よくよく考えてみれば、これを手にしたらいつもの倍の痛みが来るとか、自分の場合、結局は軽減されてもいつもと同じことになるに違いない。このようなことが平気で起こるのが、上条当麻の「不幸」なのだ。
仕方なく諦めることにした上条。そんなことを思う時点で、人生には諦めていないが自分の幸福については既に諦めている節があるのだが、それを指摘する者は誰もいない。この場にいるほとんどが、上条の「不幸」に関してよく理解していない人物なのだ。

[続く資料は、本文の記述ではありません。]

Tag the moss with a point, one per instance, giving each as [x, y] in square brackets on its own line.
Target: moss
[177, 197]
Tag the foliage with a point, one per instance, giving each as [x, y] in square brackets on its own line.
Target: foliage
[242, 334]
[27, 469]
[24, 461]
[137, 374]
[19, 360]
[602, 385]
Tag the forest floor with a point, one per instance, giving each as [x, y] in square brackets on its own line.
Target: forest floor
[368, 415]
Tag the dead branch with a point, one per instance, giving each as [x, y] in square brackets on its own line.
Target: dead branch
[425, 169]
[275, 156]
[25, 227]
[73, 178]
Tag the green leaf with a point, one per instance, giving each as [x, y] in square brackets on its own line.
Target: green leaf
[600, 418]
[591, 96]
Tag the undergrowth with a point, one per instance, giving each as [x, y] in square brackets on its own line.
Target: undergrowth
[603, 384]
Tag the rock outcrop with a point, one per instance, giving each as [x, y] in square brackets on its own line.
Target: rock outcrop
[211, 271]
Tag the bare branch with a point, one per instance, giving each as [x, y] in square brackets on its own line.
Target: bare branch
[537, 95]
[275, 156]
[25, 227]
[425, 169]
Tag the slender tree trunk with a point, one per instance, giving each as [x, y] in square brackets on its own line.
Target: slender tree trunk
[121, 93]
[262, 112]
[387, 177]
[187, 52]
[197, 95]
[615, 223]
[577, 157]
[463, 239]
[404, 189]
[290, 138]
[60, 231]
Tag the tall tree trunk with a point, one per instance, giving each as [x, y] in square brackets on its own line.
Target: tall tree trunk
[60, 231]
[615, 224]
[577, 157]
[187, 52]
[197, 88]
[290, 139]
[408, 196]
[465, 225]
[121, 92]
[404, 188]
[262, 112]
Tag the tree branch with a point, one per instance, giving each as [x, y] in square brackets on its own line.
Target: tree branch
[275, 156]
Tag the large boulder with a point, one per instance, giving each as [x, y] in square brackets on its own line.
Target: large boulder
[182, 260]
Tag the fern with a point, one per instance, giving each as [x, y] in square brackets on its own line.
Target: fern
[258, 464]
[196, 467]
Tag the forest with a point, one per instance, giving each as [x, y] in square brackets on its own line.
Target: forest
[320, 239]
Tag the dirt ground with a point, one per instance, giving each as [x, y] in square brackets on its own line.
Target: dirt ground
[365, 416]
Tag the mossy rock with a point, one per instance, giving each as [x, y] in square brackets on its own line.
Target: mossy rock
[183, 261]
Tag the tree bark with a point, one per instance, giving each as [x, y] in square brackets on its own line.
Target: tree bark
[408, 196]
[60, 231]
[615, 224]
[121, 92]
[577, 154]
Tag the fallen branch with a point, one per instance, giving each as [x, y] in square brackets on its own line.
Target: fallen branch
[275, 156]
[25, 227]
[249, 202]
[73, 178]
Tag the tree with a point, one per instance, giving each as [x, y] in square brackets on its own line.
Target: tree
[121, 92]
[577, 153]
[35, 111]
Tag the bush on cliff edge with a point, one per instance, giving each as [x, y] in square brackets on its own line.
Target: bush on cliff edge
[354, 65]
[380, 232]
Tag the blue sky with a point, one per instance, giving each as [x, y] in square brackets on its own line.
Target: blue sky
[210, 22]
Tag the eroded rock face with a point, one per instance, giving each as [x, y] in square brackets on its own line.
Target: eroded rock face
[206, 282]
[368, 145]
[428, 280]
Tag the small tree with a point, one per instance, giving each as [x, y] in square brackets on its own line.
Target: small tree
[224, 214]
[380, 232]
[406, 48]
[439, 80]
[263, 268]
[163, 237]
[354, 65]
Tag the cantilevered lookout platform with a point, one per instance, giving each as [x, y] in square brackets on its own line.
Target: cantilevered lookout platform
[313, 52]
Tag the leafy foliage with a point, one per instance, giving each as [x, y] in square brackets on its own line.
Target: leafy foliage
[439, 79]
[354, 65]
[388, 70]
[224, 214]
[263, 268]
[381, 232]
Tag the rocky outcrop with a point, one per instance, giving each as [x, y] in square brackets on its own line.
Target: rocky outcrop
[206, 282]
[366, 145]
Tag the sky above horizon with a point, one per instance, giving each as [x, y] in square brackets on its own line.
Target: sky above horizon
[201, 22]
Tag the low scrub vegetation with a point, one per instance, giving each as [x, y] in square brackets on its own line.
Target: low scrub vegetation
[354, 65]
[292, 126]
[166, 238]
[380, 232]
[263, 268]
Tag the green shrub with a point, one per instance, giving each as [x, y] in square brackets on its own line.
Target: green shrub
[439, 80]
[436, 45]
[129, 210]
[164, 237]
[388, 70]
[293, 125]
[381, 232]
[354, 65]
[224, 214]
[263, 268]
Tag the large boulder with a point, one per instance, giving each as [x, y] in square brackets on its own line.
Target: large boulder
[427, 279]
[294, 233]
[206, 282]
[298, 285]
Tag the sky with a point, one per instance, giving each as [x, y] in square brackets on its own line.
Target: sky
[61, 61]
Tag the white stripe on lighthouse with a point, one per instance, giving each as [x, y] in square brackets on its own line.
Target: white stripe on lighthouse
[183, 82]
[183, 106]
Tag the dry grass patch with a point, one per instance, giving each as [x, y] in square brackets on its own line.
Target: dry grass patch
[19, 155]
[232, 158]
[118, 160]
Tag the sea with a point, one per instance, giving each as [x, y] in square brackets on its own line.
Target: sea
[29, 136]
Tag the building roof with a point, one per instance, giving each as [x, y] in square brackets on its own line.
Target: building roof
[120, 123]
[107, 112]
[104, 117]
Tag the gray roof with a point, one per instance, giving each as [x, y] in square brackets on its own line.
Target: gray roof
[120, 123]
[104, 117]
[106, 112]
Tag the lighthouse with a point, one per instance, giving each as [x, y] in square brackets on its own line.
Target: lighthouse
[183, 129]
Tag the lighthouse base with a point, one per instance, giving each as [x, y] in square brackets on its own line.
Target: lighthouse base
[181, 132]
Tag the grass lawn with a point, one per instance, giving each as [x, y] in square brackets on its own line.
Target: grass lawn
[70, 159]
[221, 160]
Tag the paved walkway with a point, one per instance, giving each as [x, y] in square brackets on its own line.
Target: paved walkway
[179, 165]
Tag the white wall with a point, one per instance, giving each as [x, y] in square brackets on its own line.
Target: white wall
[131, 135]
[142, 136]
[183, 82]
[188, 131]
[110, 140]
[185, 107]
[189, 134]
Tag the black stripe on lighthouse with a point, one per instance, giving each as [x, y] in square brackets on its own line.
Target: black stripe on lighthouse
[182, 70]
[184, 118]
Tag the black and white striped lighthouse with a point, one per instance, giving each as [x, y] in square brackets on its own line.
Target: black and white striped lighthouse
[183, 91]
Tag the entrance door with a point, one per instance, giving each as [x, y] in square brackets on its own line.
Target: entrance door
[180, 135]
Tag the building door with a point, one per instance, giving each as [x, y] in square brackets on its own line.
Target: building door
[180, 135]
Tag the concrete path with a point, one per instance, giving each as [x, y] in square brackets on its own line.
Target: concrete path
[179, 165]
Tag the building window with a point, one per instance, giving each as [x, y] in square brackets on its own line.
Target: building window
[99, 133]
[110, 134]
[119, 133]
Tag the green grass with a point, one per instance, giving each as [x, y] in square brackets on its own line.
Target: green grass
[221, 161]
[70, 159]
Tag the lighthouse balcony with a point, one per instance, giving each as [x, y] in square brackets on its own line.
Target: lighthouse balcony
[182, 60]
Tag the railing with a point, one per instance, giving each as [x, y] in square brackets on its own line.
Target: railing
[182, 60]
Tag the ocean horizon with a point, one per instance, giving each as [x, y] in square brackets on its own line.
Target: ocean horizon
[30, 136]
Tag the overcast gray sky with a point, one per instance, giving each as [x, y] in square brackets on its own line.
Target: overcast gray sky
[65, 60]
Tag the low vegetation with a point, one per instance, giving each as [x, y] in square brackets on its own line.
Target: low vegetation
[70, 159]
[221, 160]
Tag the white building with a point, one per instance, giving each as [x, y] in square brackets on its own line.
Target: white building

「んじゃ。とりあえずアスナちゃんたち全員分、やってみますかね」
紅に人数分用のゴーグルに似た装置をもう一台のワゴン車から取り出してくるようにと言いながらキーナは、再びパソコン内に何かを打ち込み始めるのであった。
2,
キリトに続いて現れた血盟騎士団副団長「閃光」のアスナやギルド風林火山のギルドリーダークラインの興奮がようやく冷めたころ、浜面は話題を切り出した。